Откровения толстяка о найденном водительском удостоверении не спровоцировали грандиозный скандал с мамой, который казался мне неизбежным — даже накануне, когда мы провели вместе не один тревожный час в ожидании новостей, которые могли решить нашу судьбу. И вот теперь, когда пластиковая карточка горела у наших ног, я поняла, что никакой ссоры уже не будет. Мама не собиралась задавать мне вопросов, не собиралась упрекать меня, не собиралась вновь поднимать эту тему. Я знала, что она простила меня.
Мама посмотрела на меня и нежно улыбнулась:
— Больше никаких секретов?
— Никаких, — согласилась я без тени колебаний.
Когда пламя погасло и костерок остыл, я ткнула пальцем в скрюченное черное насекомое, некогда бывшее водительским удостоверением Пола Ханиигана, и оно рассыпалось золой.
Ближе к вечеру нам обеим захотелось посидеть в саду. Хотя мои шрамы быстро заживали, я все равно старалась быть осторожной, и мы огляделись в поисках уютного уголка в тени.
— Может быть, там? — спросила мама, показывая в дальний конец сада.
Я побледнела.
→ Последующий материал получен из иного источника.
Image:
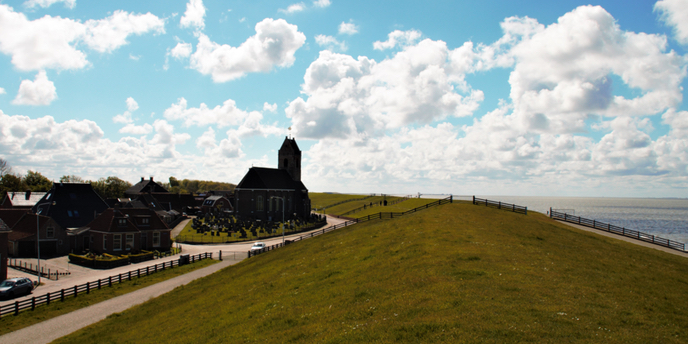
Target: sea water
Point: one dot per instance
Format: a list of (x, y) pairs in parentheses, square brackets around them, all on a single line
[(663, 217)]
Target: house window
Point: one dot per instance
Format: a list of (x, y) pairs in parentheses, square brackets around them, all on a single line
[(259, 203), (130, 241), (156, 239), (117, 242)]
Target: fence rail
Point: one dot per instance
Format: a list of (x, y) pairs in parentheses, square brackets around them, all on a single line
[(344, 201), (376, 204), (32, 303), (500, 205), (352, 222), (33, 269), (629, 233)]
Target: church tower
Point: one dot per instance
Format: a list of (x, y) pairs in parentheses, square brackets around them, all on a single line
[(289, 158)]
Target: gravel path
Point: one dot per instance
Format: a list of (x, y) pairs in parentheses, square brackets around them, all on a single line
[(49, 330)]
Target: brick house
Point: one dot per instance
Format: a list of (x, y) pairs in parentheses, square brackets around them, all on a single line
[(128, 230), (21, 200)]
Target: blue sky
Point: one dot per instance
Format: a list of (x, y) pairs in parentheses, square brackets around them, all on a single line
[(560, 98)]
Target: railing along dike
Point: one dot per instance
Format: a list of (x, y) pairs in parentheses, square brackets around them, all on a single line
[(32, 303), (500, 205), (629, 233), (376, 204), (389, 215)]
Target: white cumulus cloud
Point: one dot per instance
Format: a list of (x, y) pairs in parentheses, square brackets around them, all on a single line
[(181, 50), (321, 3), (47, 3), (675, 14), (51, 42), (274, 44), (330, 43), (293, 8), (398, 37), (350, 97), (348, 28), (40, 91), (194, 15)]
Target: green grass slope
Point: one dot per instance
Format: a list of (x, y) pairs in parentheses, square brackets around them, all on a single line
[(321, 199), (396, 208), (454, 273)]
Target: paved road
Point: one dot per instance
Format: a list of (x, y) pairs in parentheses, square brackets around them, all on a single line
[(49, 330)]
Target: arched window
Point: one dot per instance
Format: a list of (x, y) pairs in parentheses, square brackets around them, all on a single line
[(259, 203)]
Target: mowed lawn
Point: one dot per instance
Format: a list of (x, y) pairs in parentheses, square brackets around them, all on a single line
[(453, 273)]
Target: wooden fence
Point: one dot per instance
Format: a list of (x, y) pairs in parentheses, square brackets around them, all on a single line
[(500, 205), (352, 222), (376, 204), (33, 269), (344, 201), (629, 233), (35, 301)]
Она как раз смотрела в сторону овального розария, который сейчас превратился в необъятный цветочный фонтан.
Она заметила выражение моего лица и поняла свою ошибку:
— Может быть, вон там будет лучше…
Но я перебила ее:
— Нет, у розария.
Мы взяли пластиковые стулья и расположились в прохладной тени роз, всего в нескольких метрах от могилы Пола Ханнигана. Я справилась с отвращением, взяла себя в руки, постаралась отнестись ко всему философски. Неважно, рядом я с его трупом или нет, Пол Ханниган все равно навсегда останется со мной. Я пришла к мысли, что теперь он стал частью меня — так дикари, которых я видела по телевизору, верили, что убитые ими кабаны или обезьяны становятся частью их самих. От него было не скрыться, не убежать. Отныне Пол Ханниган был навсегда со мной. В горе и в радости.
Эта сюрреалистическая сцена даже подсказала мне сюжет картины, которую я бы хотела нарисовать однажды: две благородные викторианские леди пьют чай на лужайке, в то время как в цветнике на заднем плане проступают очертания трупа в истлевших лохмотьях. Я бы назвала ее «И средь жизни мы пребываем в смерти», строчкой из христианской погребальной молитвы. Она будет лишний раз напоминать о том, что, независимо от того, где мы и что делаем, Смерть и Ужас всегда рядом с нами. И главное испытание — продолжать жить и быть счастливыми, краем глаза наблюдая за этими зловещими спутниками, далекими, размытыми, но все равно узнаваемыми.
Мы блаженствовали, лениво болтали, и, когда на палисадник легли фиолетово-голубые тени, я тронула маму за плечо.
— Мм?.. — сонно пробормотала она, не открывая глаз.
— Я хочу вернуться в школу, мам, — сказала я.
Она сразу открыла глаза, в них было удивление, беспокойство; извилистая морщина вновь бороздила ее лоб.
— Но до экзаменов всего несколько недель, Шелли. Сейчас весь твой выпуск в учебном отпуске, разве не так?
— Да, верно, — сказала я, — но работают подготовительные классы, которые я хотела бы посещать. Миссис Харрис знает все детали, к тому же я бы хотела встретиться с некоторыми своими учителями, особенно с мисс Бриггс.